Uno dei fattori più importanti, nella stima di un immobile, è il corretto calcolo della superficie commerciale, cioè la superficie rilevante per il valore del bene. La misura parte dall’analisi di tutte le superfici esclusive alle quali vanno aggiunte le superfici accessorie (terrazze, portici, cantine, posti auto) e le parti comuni (androni, cortili, giardini).

Ciascuno spazio ha un «peso specifico» diverso nella stima finale: un terrazzo, per esempio, è conteggiato a 1/3 della reale superficie e un ripostiglio a 1/2. L’agente immobiliare, attraverso coefficienti correttivi, è in grado di rendere omogenee le diverse parti e applicare il valore al metro quadro valido per quella zona.

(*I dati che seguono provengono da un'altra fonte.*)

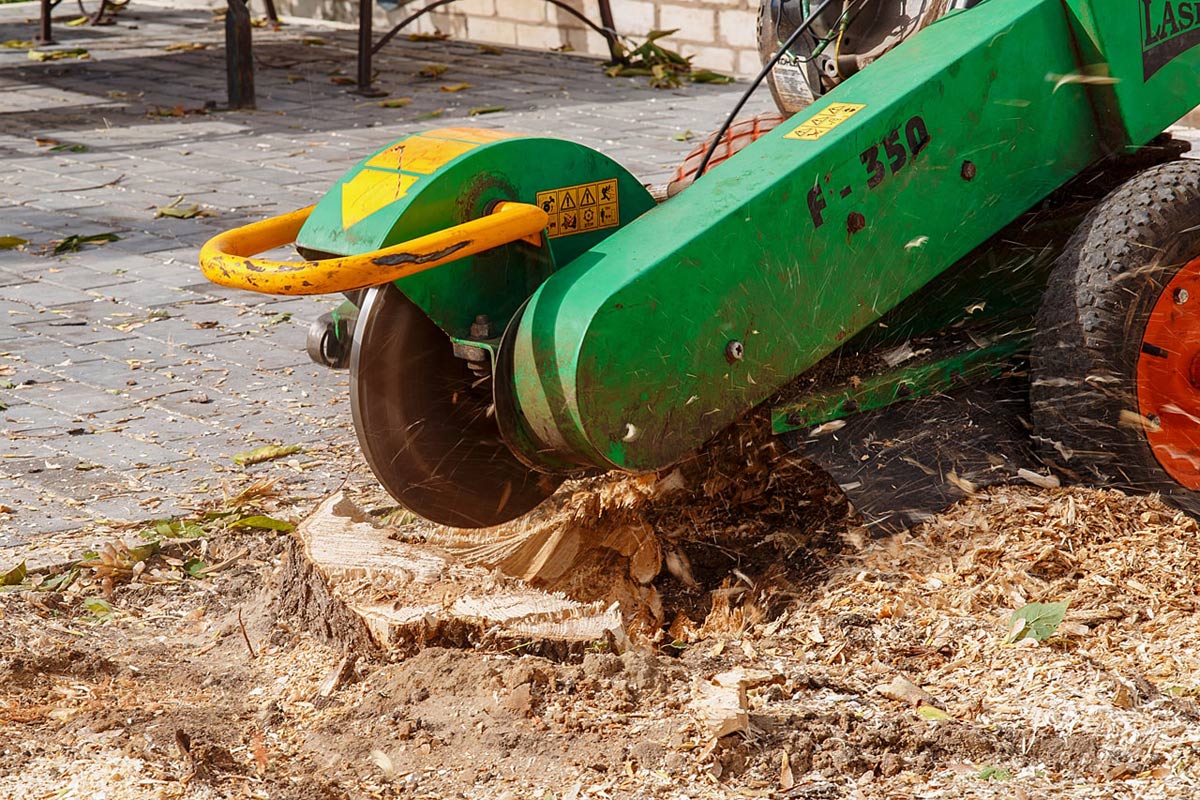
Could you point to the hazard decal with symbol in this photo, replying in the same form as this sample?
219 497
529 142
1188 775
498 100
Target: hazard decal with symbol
580 209
825 120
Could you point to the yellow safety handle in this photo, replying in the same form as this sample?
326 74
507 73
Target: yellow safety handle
227 258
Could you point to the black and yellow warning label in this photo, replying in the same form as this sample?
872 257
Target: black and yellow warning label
825 120
579 209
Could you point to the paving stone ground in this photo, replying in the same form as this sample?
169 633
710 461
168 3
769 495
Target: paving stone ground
126 380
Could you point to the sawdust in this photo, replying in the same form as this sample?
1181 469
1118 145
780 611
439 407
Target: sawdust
165 698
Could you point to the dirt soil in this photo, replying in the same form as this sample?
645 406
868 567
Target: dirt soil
861 668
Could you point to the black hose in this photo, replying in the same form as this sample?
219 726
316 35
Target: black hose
771 65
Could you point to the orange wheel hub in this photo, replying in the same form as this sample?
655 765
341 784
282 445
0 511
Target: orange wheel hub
1169 378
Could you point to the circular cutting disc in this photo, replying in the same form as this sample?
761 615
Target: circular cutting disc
424 422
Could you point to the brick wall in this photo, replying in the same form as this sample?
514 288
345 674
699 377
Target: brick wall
719 34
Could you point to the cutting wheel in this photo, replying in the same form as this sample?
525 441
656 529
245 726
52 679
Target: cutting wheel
424 422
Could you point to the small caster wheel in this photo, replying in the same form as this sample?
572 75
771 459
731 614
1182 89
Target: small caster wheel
329 342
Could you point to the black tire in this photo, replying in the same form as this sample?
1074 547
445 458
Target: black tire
795 82
1090 328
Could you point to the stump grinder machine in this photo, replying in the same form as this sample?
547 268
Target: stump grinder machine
967 235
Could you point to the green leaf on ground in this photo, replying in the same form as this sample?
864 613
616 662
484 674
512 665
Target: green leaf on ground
432 71
708 76
1037 621
261 522
267 452
71 244
13 576
989 773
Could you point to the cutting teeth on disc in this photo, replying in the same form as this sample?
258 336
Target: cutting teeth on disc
425 425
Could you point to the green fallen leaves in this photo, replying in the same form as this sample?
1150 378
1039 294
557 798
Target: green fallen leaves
13 576
267 452
665 67
263 523
1037 621
432 71
72 244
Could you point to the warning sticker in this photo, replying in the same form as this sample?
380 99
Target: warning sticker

Dovere del professionista è essere trasparente in questa fase: deve, infatti, documentare di quali parti è composto un immobile e come sono state considerate ai fini del valore dell’immobile. Gli spazi accessori, infatti, sono spesso determinanti: un giardino sarà lo spazio per far giocare i propri figli, una cantina potrà diventare un piccolo laboratorio. Anche se non sono esclusive, quindi, queste superfici possono soddisfare le esigenze di chi acquista o, per chi vende, aumentare il valore dell’immobile.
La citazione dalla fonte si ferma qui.